When those first perovskite cells were being tested, Malinkiewicz was at the University of Valencia, researching organic solar cells. That all changed in 2013, when she attended a conference where something exciting caught her eye: perovskites. “That was the end of my organic self,” she says. The scientist returned to the university and switched the focus of her research. But her group lacked equipment like high-temperature ovens to process titanium oxide, used as a support and charge-carrying material in perovskite cells. So Malinkiewicz played around with changing the architecture of the cells, applying what she’d learned from organic solar cells to sandwich the perovskite material between layers of charge-carrying organic semiconductors. The change in architecture enabled her to make perovskite cells at lower temperatures (Nat. Photonics 2013, DOI: 10.1038/nphoton.2013.341). “And that completely changed the picture,” Malinkiewicz says, because it enabled solar cells to be built on different substrates for custom applications.

In 2014, Malinkiewicz won the European competition Photonics21 and had press and investors knocking on her door. Eventually she found two business partners to team up with and moved back to Poland, where she was born, to launch Saule. “I had this feeling that this is the train and I needed to jump into the train or it will never, ever come back,” Malinkiewicz says. Today, Saule has over 40 staff members and has developed a process to manufacture low-cost, customizable solar cells by inkjet printing perovskite films onto various materials.

The business plan, Malinkiewicz explains, is simple. “We are concentrating right now on small devices,” she says. Saule wants to sell to manufacturers solar cells that can be integrated into smaller electronics, with the goal of expanding to larger devices later. “We want to do it step by step,” she says.

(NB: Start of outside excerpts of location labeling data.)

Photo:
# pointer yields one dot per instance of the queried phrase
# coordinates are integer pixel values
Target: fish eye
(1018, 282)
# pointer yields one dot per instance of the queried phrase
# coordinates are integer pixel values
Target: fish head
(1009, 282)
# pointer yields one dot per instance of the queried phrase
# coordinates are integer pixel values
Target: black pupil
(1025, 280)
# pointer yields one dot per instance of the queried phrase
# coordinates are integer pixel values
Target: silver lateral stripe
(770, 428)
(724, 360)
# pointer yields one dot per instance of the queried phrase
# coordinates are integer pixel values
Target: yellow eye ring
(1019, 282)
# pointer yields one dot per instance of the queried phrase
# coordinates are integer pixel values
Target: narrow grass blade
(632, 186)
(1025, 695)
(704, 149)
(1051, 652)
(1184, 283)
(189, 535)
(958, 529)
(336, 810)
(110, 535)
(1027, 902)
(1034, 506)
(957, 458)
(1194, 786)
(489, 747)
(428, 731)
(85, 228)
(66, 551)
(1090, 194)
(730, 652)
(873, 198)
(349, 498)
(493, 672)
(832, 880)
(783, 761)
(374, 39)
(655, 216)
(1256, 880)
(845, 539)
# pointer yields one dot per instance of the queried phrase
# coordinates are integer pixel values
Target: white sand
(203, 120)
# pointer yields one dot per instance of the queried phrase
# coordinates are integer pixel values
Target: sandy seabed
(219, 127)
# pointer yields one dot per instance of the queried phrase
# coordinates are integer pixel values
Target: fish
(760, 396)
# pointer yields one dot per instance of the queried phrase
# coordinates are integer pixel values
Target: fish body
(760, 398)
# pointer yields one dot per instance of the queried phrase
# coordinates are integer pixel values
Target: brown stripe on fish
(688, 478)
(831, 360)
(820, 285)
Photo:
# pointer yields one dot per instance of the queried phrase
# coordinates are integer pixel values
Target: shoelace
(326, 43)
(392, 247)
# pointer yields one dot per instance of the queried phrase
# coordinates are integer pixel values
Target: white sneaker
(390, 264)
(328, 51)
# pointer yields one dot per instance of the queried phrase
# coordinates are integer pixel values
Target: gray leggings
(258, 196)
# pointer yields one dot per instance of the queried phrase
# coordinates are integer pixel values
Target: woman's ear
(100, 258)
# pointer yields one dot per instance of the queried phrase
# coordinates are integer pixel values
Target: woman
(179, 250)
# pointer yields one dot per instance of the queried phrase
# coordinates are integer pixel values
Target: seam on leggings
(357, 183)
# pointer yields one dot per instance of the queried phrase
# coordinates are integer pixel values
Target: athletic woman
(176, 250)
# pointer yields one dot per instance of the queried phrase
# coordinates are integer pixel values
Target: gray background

In the meantime, Saule has partnered with construction company Skanska in Europe and the Henn na Hotel in Nagasaki, Japan to install small solar modules on their buildings. These real-world demonstrations and measurements have helped Saule show that its material works outside the lab and helped build contracts and agreements for the future.

Malinkiewicz admits she has more ideas than she has time to implement. As an outlet for her ideas, in 2017 she helped launch the Saule Research Institute to explore next-generation technology. This is the place, she says, “to be a little bit more crazy and diverse.”

To What behavior or personality trait do you most attribute your success?

"I think my special power is having a lot of luck and meeting good people on my way."